Contando cada hora que pasaba en un apartamento que me quedaba muy grande, los días transcurrieron entre diligencias para buscar medicamentos, viajes al hospital cada día para escuchar el reporte médico y viajes al Malecón para sentarnos frente al mar y orar.
Mientras tanto, en mi interior agitado, comencé a recordar y guardar cada uno de los detalles del cuidado, la gracia y el amor de Dios en ese tiempo difícil de tribulación pasajera. Ciertamente cada día había muchas razones para dar gracias a Dios.
Gracias porque a mi hijo le dio fiebre en la casa ese preciso fin de semana que no tenía previsto venir; gracias porque ni mi mamá, ni mi hija ni yo estuvimos contagiadas; gracias por la provisión de Dios para ingresar a mi esposo en la unidad de Covid de un centro de salud que nuestro seguro podía cubrir; gracias por la oportuna ayuda en mi hogar para esos días; gracias por esa preciosa joven amiga de mi hija que se apareció con almuerzo, jugos y café mientras esperábamos el ingreso; gracias por la bendición y el privilegio de pertenecer al Cuerpo de Cristo siendo evidente en tantas oraciones, llamadas y mensajes que trajeron consuelo y fortaleza a nuestros corazones; gracias por esos hermanos trabajando en el Ministerio de Salud que hicieron posible recibir medicamentos de alto costo en un tiempo récord y sin costo; gracias por la providencia de médicos que cuidaron de ellos constantemente; gracias por la presencia maravillosa y casi palpable de un Padre que me ama y me recordaba a cada instante: “No te dejaré, ni te desampararé” (Hebreos 13:5).

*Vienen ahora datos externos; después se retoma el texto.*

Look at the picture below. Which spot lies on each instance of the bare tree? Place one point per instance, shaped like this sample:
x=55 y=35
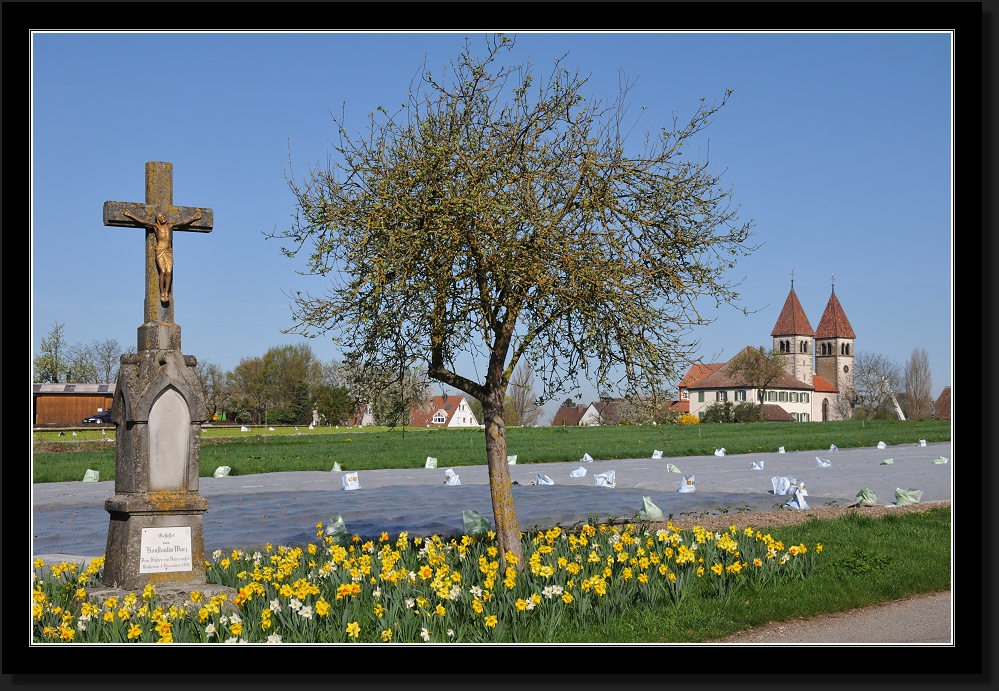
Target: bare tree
x=917 y=385
x=106 y=357
x=51 y=362
x=503 y=213
x=215 y=388
x=521 y=406
x=874 y=378
x=758 y=368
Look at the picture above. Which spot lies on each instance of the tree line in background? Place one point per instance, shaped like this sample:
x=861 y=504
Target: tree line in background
x=285 y=384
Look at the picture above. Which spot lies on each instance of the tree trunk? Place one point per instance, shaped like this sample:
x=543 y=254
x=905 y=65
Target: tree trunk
x=500 y=488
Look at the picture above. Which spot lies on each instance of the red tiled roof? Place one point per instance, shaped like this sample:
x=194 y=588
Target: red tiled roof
x=425 y=416
x=823 y=386
x=834 y=323
x=698 y=372
x=792 y=320
x=722 y=379
x=568 y=416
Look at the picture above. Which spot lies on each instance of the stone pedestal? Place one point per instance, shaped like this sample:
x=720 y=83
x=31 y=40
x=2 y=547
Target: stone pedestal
x=156 y=533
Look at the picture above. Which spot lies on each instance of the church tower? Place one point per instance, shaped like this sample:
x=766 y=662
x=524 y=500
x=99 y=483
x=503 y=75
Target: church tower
x=834 y=346
x=793 y=338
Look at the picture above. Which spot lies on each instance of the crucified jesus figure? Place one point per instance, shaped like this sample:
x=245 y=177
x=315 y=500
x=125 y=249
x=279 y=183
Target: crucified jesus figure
x=164 y=247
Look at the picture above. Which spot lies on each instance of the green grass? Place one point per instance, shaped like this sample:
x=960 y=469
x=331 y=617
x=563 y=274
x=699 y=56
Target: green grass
x=261 y=450
x=865 y=561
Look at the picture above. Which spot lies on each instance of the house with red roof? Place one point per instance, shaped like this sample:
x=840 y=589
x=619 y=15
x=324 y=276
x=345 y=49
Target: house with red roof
x=444 y=411
x=818 y=370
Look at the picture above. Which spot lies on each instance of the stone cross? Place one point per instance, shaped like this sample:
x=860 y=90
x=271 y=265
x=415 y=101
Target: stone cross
x=160 y=218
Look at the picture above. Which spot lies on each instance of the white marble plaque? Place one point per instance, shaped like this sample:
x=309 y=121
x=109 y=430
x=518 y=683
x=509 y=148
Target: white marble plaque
x=164 y=550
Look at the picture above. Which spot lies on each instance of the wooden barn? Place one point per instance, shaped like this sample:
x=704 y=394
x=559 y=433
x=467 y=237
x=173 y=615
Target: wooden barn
x=68 y=404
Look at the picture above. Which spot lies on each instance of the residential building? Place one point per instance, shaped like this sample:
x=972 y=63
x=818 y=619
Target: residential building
x=444 y=411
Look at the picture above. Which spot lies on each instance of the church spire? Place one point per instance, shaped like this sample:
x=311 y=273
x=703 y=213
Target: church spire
x=792 y=320
x=834 y=323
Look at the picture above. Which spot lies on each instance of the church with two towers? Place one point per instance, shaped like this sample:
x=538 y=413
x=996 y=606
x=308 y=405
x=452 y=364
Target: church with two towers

A ti, apreciada hermana que pudieras estar pasando por una situación similar, adonde te haces las mismas preguntas que yo me hice, te invito a que te detengas un momento, reflexiones y comiences a recordar y enumerar todos esos momentos adonde puedes identificar la Mano de Dios cuidando, proveyendo y sosteniéndote. Dios es bueno y es bueno siempre. Oro en este momento que pueda brotar gratitud de tu corazón, aun a través de tus lágrimas. Dios te bendiga.